Why can't this enemy be seen? Zero ethos. 

Few Kenyans have a set of values or benchmark by which they measure and assess the government. It gets worse with ivory tower existence where there is no empathy for those in less privileged situations and no collective determination to stand with the voiceless against injustice. Going by the vitriol spewed on the e-streets of social media and offline spaces, there is less constructive debate substantiated by facts and more ethnic bashing. In the end, the sycophants are the losers too. The plunderers go scot-free, laughing loudest in their frivolous tax-free lives, as Kenyans fail again to hold them accountable. 

It is glaringly clear that there is a lack of impartial understanding of what governance and leadership entails. There is a very narrow vision of the fundamental values that bring citizens together to examine a government's performance, beyond the election event which is just the tip of the iceberg. Citizen consciousness has to be a consistent expression that stems from a purposeful and lived conviction which is not swayed by the politics of the day. It is being able to identify, with no confusion, if a government has a clear development agenda and is implementing it in a well-planned manner with prudent fiscal management and a prioritisation of equal national projects, not selectively in ethnic strongholds.

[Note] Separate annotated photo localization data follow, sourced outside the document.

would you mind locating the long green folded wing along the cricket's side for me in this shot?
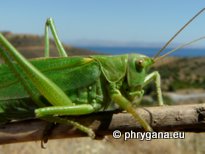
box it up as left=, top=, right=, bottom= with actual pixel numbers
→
left=0, top=57, right=101, bottom=100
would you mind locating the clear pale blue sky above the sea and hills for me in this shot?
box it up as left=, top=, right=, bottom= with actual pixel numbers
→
left=0, top=0, right=205, bottom=46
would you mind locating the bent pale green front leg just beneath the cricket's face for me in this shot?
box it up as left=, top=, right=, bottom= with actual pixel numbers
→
left=143, top=71, right=164, bottom=105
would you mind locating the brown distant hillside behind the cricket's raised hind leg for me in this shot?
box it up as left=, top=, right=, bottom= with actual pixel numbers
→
left=2, top=32, right=96, bottom=58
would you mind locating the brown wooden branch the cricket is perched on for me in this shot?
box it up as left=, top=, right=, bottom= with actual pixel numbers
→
left=0, top=104, right=205, bottom=144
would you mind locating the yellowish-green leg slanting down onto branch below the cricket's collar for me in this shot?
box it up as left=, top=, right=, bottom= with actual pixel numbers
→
left=111, top=89, right=153, bottom=131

Because most do not stand for the common good, they participate in the persecution of the poor, the sick, the refuge seeker, the unemployed, the minorities… They treat injustice with apathy because it is not their reality. We need not wait to experience indignity in order to say "this is unjust and unacceptable". Some rights are not negotiable. Even if one cannot claim them, they are due simply by being a human being. However, as is painfully obvious in today's world, people are less humane. Inhumanity thrives when people fail to stand up for humanity. Unless we stand for something, we will fall for anything.